Nos tempos atuais, o serviço eclesial mais doloroso é
caminhar com as pessoas quando elas se afastam da Igreja. Mas há modos de o
fazer.
Uma imagem frequente nas igrejas é ver os fiéis a preferir
ocupar os bancos do fundo. Todavia, estão perto da porta, não para ir
rapidamente anunciar e testemunhar a fé celebrada, mas para escapar assim que
termina a celebração. Este testemunho de cristãos acomodados é um dos desafios
do nosso tempo, que se vive no interior da própria Igreja, porque ela nasceu
missionária, para ir ao encontro dos outros, levando-lhes Jesus Cristo.
Outro desafio dos nossos tempos é a ausência da prática
religiosa pela maioria das pessoas, facto que tenderá a acentuar-se no futuro.
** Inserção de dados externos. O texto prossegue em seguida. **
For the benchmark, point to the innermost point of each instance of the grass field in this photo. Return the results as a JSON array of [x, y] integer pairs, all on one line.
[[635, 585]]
De
acordo com dados de 2018, em Portugal, 42 em cada 100 jovens, entre os 16 e os
29 anos, não se identifica com nenhuma religião, nem se sentem tocados pelo
desejo de estar com Deus. E dos restantes 58 por cento, mesmo se a maioria
professa o Cristianismo na Igreja Católica, mais de metade destes admite que
não frequenta regularmente a missa nem tem por hábito rezar.
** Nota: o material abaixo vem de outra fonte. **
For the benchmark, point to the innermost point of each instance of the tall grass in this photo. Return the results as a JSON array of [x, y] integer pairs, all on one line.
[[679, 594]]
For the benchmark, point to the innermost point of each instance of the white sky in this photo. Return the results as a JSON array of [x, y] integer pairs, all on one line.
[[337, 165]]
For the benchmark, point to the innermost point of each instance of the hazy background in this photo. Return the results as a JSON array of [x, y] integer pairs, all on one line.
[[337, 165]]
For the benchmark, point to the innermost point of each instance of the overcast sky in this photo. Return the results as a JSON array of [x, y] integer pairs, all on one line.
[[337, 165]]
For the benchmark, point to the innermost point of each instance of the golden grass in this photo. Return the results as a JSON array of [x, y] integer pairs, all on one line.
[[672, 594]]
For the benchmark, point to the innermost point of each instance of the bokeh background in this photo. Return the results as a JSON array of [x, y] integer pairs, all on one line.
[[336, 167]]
O tempo presente é desafiante. Na sociedade do nosso tempo, a
maioria vive como se Deus não existisse, e não sente nenhum incómodo com isso.
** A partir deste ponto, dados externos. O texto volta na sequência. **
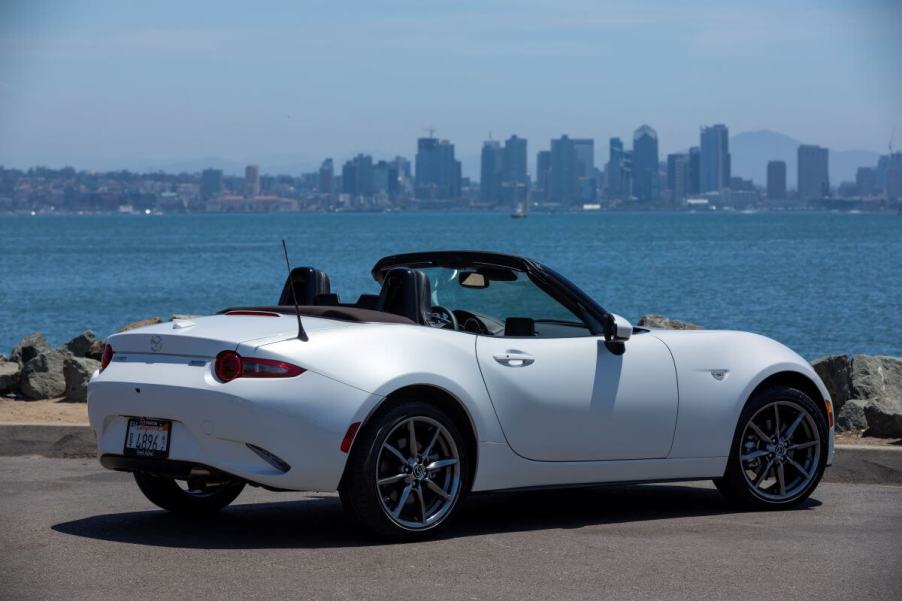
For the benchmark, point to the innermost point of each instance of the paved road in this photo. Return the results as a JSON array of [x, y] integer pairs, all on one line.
[[70, 530]]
E o que é identificado com a Igreja – o clero, os religiosos, os catequistas,
os movimentos, os grupos – tende a ser visto como irrelevante. Este é, então, um
tempo em que são necessários cristãos corajosos, criativos e alegres no seu
testemunho da fé.
Até os católicos mais fervorosos e empenhados percebem que,
por mais que gastem energias, inteligência e tempo ao serviço do Evangelho, o serviço
eclesial mais doloroso é caminhar com as pessoas quando elas se afastam da
Igreja e rejeitam os seus ensinamentos.
Neste novo contexto, há três prioridades que o católico poderá
seguir.
A primeira será a capacidade de ser próximo, mostrar interesse fraterno
pela situação em que se encontram as pessoas à sua volta, partilhando as suas
alegrias e as suas fadigas quotidianas. As roupas dos católicos devem cheirar a
povo e não a velas ou incenso.
A segunda prioridade poderá ser a arte do diálogo. O
católico deverá ser alguém que gosta de falar com as outras pessoas,
especialmente se elas discordam dele. Precisam de confiança para falar e de
humildade para escutar. Isso é particularmente difícil na nossa sociedade, em
que se está a perder a arte de interagir com pessoas que pensam de forma
diferente.
A conversa é um modo privilegiado de anunciar Jesus. Ele
próprio é o diálogo de Deus com a humanidade. Jesus era um homem da conversa,
principalmente com as pessoas difíceis. A primeira pergunta que podemos
fazer-nos é: com quem falar enquanto caminhamos pela estrada da vida? Quem são
as pessoas que fogem da Igreja com as quais podemos caminhar?
A terceira prioridade, enfim, é a recuperação de uma
espiritualidade autêntica, não formal ou devocional, mas caracterizada por cooperar
com Deus em prol de um bem que é comum.